Former US defense secretaries: The time for questioning the election results has passed

10 living former US defense secretaries warn against involving the military in changing the results of the 2020 presidential election.

Arutz Sheva Staff ,

US President Donald Trump
US President Donald Trump
Official White House Photo by Shealah Craighead

The 10 living former US defense secretaries on Sunday published an opinion piece in The Washington Post in which they said that the time to question election results has passed, adding there is no role for the military in changing them.

The authors of the op-ed include Trump’s two former defense secretaries, Jim Mattis and Mark Esper, as well as each surviving, Senate-confirmed Pentagon chief dating back to former vice president Dick Cheney, who was defense secretary under President George H.W. Bush.

“Our elections have occurred. Recounts and audits have been conducted. Appropriate challenges have been addressed by the courts. Governors have certified the results. And the electoral college has voted,” the former defense secretaries wrote. “The time for questioning the results has passed; the time for the formal counting of the electoral college votes, as prescribed in the Constitution and statute, has arrived.”

The former defense secretaries added, “As senior Defense Department leaders have noted, ‘there’s no role for the U.S. military in determining the outcome of a U.S. election.’ Efforts to involve the U.S. armed forces in resolving election disputes would take us into dangerous, unlawful and unconstitutional territory. Civilian and military officials who direct or carry out such measures would be accountable, including potentially facing criminal penalties, for the grave consequences of their actions on our republic.”

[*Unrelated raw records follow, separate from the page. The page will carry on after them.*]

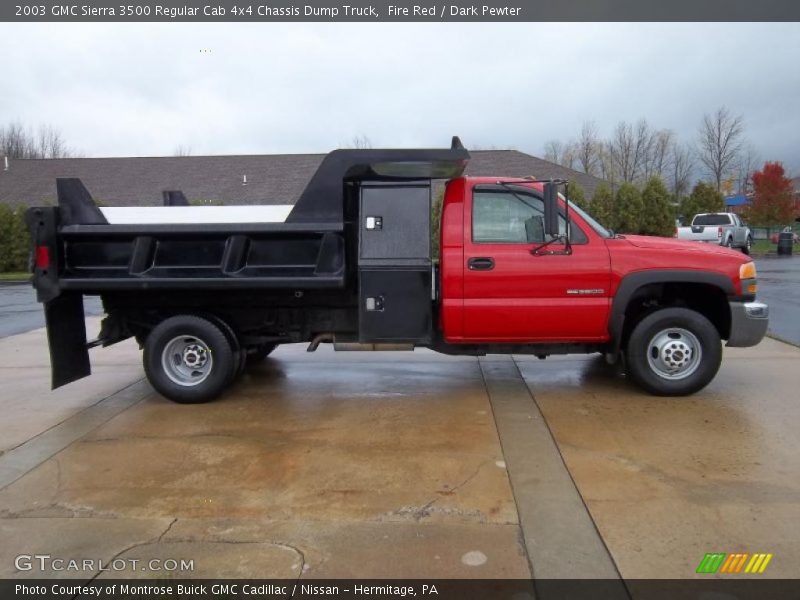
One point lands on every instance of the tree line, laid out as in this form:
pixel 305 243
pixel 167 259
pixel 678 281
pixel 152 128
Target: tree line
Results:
pixel 650 209
pixel 635 152
pixel 18 141
pixel 653 178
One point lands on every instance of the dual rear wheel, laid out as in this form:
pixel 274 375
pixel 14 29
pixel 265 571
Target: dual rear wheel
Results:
pixel 190 359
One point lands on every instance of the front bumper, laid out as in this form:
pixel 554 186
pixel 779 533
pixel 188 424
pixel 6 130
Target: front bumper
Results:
pixel 749 322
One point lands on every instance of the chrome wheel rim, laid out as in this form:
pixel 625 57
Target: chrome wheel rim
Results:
pixel 187 360
pixel 674 353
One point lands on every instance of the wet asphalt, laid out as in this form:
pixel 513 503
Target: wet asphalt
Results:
pixel 779 286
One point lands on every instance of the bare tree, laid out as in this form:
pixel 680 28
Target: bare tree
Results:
pixel 658 154
pixel 587 147
pixel 569 156
pixel 630 147
pixel 553 150
pixel 18 142
pixel 360 141
pixel 605 163
pixel 719 143
pixel 748 162
pixel 681 169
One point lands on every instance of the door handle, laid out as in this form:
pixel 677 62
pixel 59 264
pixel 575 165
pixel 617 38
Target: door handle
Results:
pixel 480 263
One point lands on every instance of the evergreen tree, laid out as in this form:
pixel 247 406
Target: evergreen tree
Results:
pixel 657 215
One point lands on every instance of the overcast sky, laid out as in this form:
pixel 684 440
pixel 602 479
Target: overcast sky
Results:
pixel 144 89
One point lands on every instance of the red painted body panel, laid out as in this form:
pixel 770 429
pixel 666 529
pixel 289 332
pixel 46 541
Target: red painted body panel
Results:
pixel 525 299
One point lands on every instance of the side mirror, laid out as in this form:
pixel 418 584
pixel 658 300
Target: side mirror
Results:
pixel 551 209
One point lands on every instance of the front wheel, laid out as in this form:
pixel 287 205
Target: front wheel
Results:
pixel 674 352
pixel 189 359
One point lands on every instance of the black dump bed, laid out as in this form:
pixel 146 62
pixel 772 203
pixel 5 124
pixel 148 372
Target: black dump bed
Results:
pixel 351 255
pixel 77 249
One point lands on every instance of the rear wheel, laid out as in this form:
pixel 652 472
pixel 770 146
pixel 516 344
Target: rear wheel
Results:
pixel 188 359
pixel 673 352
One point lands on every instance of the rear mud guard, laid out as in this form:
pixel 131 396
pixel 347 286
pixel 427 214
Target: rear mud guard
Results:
pixel 66 336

They called for the transition at the Defense Department “to be carried out fully, cooperatively and transparently. Acting defense secretary Christopher C. Miller and his subordinates — political appointees, officers and civil servants — are each bound by oath, law and precedent to facilitate the entry into office of the incoming administration, and to do so wholeheartedly. They must also refrain from any political actions that undermine the results of the election or hinder the success of the new team.”

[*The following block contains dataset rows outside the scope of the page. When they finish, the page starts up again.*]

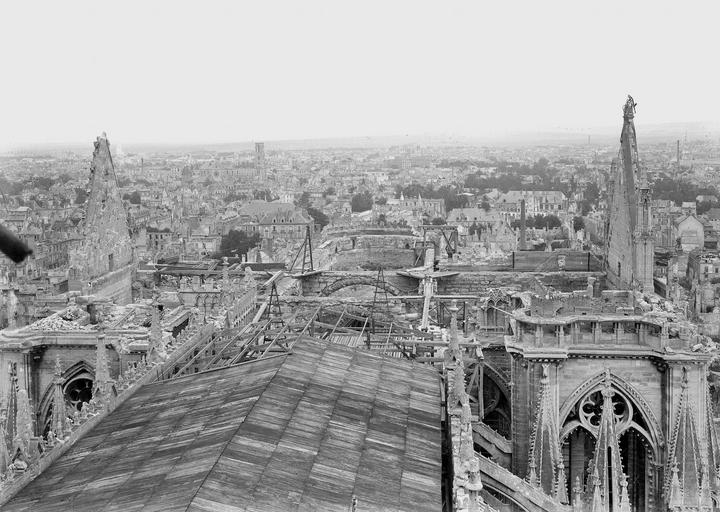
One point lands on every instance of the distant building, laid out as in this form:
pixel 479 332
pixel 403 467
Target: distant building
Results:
pixel 537 202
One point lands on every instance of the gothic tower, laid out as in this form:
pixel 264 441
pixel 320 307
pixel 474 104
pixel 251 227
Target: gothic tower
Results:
pixel 630 249
pixel 101 263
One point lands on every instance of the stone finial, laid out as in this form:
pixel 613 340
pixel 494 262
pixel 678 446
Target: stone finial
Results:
pixel 156 348
pixel 676 493
pixel 23 425
pixel 58 368
pixel 578 495
pixel 624 498
pixel 5 459
pixel 102 372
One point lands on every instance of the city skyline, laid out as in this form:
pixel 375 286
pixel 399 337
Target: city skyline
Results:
pixel 180 73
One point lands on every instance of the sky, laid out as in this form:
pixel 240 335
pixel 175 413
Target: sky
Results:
pixel 230 71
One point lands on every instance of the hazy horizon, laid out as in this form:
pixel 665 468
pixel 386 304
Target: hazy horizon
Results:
pixel 181 73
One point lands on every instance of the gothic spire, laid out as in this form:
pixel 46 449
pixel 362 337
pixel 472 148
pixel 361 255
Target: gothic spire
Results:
pixel 685 460
pixel 59 414
pixel 545 455
pixel 102 372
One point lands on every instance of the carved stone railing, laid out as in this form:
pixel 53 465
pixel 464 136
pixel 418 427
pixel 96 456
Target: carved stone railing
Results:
pixel 43 452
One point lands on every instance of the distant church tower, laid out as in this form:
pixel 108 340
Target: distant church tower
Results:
pixel 630 246
pixel 260 170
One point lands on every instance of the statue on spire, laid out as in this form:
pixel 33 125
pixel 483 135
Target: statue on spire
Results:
pixel 629 108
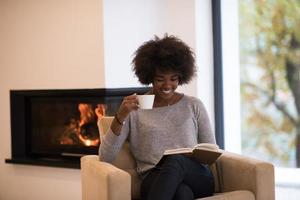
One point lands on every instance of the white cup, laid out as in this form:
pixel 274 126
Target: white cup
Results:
pixel 146 101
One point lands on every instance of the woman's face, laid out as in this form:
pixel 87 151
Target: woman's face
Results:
pixel 165 84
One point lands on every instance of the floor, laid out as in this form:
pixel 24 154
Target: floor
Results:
pixel 287 193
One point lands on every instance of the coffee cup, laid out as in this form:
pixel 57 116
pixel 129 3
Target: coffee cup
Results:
pixel 146 101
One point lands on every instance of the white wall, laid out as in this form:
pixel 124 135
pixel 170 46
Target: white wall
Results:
pixel 189 20
pixel 46 44
pixel 66 44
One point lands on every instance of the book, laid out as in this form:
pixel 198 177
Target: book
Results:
pixel 205 153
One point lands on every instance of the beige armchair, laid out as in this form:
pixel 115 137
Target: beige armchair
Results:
pixel 237 177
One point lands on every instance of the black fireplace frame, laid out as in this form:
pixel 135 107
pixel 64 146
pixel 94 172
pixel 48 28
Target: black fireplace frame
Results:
pixel 20 99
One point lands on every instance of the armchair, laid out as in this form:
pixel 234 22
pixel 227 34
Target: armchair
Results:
pixel 237 177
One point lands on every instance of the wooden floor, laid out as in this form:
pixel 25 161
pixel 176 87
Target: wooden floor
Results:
pixel 287 193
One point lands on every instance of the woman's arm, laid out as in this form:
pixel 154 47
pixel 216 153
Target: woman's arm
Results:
pixel 205 133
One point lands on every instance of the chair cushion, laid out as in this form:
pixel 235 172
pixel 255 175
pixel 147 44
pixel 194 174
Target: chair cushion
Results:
pixel 235 195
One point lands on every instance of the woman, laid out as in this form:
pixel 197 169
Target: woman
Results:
pixel 176 120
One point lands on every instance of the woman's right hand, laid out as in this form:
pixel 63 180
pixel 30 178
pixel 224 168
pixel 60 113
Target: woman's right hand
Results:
pixel 128 104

The editorial comes days before the Electoral College results are tallied in Congress on January 6.

A group of a dozen Republican senators, spearheaded by Senator Ted Cruz (R-TX), have said they would seek to challenge President-elect Joe Biden’s victory.

The electors recently met and officially affirmed Biden's election win. Following that, several senior Republicans congratulated Biden, including Senate Majority Leader Mitch McConnell, who acknowledged Biden for the first time as President-elect.

Trump has refused to acknowledge the results of the election, citing widespread election fraud, and has largely been unsuccessful in challenging the results in courts.

Earlier on Sunday, The Washington Post published a recording of Trump pressuring Georgia's Secretary of State to “recalculate” the vote count in his state, because, as he says, “I just want to find 11,780 votes.”